Legend of the Hillbilly Butcher is a 2013 American horror film written and directed by Joaquin Montalvan. The film was released to DVD and VOD on 23 September 2014 and stars Paul E. Respass as a hillbilly with a taste for human flesh.

==Plot==

Carl Henry Jessup is a hillbilly that has spent his days with his half sister Rae Lynn and best friend Billy Wayne. He's unhappy over the loss of his parents, who died in a murder-suicide, so he decides that he will plead with the demon Sam Bakoo to bring them back. However, as Carl has also spent much of his time indulging in cannibalism, his soul is not enough to appease Sam.

==Cast==
- Paul E. Respass as Carl Henry Jessup
- Doreen Barnes as Mama Jessup
- Allen East as Sam Bakoo
- S.E. Feinberg as The Storyteller
- Theresa Holly as Rae Lynn
- Chris Shumway as Billy Wayne

==Reception==
Critical reception for Legend Of The Hillbilly Butcher has been mixed.
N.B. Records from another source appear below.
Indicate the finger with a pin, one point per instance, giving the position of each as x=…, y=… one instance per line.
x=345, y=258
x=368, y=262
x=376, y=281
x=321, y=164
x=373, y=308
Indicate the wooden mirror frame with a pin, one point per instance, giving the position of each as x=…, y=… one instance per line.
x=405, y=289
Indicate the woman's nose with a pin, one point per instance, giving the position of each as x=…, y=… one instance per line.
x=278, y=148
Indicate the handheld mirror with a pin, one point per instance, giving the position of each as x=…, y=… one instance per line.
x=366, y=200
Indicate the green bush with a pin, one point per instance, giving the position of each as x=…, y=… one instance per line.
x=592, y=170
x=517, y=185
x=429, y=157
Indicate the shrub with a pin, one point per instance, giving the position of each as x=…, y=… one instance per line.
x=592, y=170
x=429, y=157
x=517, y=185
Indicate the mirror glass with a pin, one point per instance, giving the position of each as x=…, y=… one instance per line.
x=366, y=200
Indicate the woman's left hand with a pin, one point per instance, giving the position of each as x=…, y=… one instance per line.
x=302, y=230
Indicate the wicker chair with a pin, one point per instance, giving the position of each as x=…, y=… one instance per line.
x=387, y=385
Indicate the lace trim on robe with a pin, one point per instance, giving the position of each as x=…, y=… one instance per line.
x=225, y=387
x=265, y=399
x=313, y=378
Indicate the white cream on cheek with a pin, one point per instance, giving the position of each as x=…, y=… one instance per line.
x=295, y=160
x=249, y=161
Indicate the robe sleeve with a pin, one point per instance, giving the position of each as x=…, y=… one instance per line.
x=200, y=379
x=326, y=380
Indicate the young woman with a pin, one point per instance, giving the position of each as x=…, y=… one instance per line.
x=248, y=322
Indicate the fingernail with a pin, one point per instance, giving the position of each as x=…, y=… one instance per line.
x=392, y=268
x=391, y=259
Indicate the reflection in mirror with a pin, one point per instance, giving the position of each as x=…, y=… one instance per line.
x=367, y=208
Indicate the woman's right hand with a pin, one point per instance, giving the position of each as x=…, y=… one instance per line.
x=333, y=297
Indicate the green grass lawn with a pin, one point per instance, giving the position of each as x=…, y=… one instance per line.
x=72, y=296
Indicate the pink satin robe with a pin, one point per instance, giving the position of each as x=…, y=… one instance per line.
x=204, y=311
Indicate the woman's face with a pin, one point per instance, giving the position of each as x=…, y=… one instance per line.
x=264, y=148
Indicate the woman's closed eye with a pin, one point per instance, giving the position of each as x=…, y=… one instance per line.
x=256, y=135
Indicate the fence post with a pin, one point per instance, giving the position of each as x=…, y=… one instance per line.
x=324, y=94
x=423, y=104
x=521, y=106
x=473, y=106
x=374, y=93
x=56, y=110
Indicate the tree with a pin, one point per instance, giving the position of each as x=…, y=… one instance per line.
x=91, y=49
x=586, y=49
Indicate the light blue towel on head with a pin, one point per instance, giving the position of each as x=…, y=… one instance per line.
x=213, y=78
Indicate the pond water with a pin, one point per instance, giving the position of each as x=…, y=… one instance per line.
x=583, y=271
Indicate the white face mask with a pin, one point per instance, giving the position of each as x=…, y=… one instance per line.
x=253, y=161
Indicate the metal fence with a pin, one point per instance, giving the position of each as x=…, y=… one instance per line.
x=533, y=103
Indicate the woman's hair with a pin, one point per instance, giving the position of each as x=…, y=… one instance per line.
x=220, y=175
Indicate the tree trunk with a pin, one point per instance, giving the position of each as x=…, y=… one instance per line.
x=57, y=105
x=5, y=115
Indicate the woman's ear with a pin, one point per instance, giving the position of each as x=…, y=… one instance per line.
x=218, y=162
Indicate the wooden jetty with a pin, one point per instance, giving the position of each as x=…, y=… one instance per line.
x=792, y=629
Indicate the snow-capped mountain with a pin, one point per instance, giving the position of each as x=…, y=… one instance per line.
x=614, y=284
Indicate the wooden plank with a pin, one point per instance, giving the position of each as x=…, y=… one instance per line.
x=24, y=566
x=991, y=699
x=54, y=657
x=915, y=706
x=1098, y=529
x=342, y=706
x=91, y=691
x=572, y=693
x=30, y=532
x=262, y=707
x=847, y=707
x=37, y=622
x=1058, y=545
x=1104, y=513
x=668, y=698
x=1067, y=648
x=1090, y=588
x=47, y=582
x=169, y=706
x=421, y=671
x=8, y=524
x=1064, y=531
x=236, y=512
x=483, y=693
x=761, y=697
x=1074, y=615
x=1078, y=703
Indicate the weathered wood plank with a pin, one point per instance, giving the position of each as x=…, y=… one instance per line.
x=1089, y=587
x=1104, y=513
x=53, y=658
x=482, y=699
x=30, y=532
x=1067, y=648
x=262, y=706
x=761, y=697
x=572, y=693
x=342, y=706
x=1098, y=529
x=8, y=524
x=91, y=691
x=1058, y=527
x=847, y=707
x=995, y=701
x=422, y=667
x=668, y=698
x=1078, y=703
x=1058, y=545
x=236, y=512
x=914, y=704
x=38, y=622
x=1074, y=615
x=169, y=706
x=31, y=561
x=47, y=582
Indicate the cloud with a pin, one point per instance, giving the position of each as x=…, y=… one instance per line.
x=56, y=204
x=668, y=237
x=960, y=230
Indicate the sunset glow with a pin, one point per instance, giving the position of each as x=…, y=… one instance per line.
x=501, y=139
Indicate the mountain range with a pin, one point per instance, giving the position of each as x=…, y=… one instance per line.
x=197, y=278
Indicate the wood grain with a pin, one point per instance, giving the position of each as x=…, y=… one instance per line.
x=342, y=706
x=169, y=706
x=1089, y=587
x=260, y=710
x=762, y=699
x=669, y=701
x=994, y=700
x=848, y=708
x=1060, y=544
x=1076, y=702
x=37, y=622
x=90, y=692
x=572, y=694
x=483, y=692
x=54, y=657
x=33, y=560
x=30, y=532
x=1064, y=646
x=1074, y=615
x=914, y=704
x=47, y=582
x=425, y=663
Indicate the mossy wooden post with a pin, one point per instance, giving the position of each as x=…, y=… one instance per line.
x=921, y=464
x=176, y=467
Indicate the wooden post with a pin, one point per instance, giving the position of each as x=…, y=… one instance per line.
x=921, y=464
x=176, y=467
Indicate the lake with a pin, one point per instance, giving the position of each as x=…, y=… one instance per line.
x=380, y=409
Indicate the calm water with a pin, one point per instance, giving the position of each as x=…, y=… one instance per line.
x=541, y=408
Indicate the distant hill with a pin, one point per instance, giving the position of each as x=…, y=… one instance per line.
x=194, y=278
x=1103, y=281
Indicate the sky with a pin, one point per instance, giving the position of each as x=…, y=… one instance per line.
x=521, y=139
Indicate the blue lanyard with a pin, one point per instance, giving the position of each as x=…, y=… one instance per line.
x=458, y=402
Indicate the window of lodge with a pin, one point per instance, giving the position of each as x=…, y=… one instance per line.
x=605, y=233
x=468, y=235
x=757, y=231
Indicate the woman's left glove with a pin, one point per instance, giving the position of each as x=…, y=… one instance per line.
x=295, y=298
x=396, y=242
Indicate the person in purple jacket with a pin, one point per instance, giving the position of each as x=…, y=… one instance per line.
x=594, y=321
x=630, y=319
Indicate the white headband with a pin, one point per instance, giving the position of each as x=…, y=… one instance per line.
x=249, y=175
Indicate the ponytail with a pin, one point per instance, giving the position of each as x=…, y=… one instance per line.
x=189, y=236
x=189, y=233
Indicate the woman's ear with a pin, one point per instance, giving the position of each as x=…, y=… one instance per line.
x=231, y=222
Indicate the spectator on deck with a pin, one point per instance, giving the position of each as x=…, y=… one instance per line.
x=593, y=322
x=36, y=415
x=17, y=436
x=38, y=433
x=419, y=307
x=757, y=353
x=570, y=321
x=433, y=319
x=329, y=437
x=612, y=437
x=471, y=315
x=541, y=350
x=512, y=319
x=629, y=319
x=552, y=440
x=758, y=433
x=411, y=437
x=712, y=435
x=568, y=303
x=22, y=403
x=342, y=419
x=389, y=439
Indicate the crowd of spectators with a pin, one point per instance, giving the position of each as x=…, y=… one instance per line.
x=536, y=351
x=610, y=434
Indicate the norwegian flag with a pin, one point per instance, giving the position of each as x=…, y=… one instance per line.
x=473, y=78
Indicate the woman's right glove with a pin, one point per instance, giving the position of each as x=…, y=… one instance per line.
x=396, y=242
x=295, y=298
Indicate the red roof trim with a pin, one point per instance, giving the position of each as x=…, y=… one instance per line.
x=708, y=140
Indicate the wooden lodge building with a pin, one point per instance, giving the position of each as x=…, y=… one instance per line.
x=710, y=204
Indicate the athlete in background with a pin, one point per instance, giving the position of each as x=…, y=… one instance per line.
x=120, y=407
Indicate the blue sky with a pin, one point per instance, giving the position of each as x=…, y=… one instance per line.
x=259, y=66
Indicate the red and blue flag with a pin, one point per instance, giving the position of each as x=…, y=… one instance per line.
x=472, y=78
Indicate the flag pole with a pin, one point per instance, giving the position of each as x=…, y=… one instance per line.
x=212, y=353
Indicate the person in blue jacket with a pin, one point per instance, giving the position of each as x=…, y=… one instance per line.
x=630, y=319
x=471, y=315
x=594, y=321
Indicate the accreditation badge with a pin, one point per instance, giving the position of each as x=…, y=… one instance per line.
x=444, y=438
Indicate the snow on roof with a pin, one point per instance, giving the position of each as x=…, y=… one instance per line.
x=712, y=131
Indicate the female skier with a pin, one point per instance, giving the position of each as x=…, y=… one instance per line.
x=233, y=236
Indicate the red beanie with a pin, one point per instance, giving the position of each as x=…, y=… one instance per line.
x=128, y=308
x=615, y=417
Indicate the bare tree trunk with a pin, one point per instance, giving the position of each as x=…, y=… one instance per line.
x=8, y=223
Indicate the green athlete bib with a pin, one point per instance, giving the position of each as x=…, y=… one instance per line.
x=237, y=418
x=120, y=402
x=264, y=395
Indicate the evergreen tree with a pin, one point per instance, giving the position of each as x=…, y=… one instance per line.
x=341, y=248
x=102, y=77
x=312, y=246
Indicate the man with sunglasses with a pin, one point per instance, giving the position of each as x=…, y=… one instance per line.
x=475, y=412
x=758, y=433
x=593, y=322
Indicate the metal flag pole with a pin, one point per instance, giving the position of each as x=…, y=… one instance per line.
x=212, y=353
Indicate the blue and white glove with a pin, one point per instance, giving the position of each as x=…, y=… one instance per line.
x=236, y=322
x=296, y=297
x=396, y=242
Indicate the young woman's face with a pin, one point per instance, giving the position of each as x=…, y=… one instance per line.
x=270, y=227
Ain't It Cool News praised the film for its "twisted imagery" and "the embrace of retro coolness by most of its cast", while DVD Talk commented that it would be a good rental film. Bloody Disgusting panned Legend Of The Hillbilly Butcher, commenting that while it "does an excellent job of establishing a Grindhouse look and feel that many low budget films fail to grasp", it "suffers with not fully embracing its concept, including its painfully slow pace."